Usually in my Art History class I sit there for an hour and ten minutes and furiously take down five pages of notes, complete with little scribblings of the day’s slides. I usually leave the class with a blur of images and a few thoughts about the American sensibility, whatever that is. Today was different. We were talking about Native American art forms, and how the Native Americans were treated. My professor read a number laws and accounts of how the government dealt with the Native Americans. The idea was basically to outlaw their way of life so they would be forced to conform to our culture and our society. The government attempted to civilize the “savages.”

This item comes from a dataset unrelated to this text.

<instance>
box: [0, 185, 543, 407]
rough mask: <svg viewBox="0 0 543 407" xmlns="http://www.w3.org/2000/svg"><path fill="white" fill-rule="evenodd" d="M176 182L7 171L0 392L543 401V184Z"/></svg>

What I found horribly ironic is what America stands for and why many Europeans came here in the first place. They were fleeing religious persecution. Yet we still outlawed the religion of the Native Americans. My sense of justice and trust in the three branch system of American government has been violated. Doesn’t it seem like somewhere along the line somebody should wave a red flag when the first amendment is being violated? Perhaps I’m being a little naïve.

What really struck me is Mt. Rushmore. Four enormous heads are carved into a mountain side. The heads of four white leaders who helped found and establish this great country. Mt. Rushmore is near Rapid City in the Black Hills of South Dakota. Someone in my class mentioned that the Black Hills were sacred burial grounds for the Native Americans. We rip up the earth and gut a mountain to pay homage to our heroes, a glaring reminder to the Native American–on their own sacred land, no less–that we conquered them. I’ve always thought Mt. Rushmore was an odd attraction. Perhaps it’s just an arrogant symbol of American pride.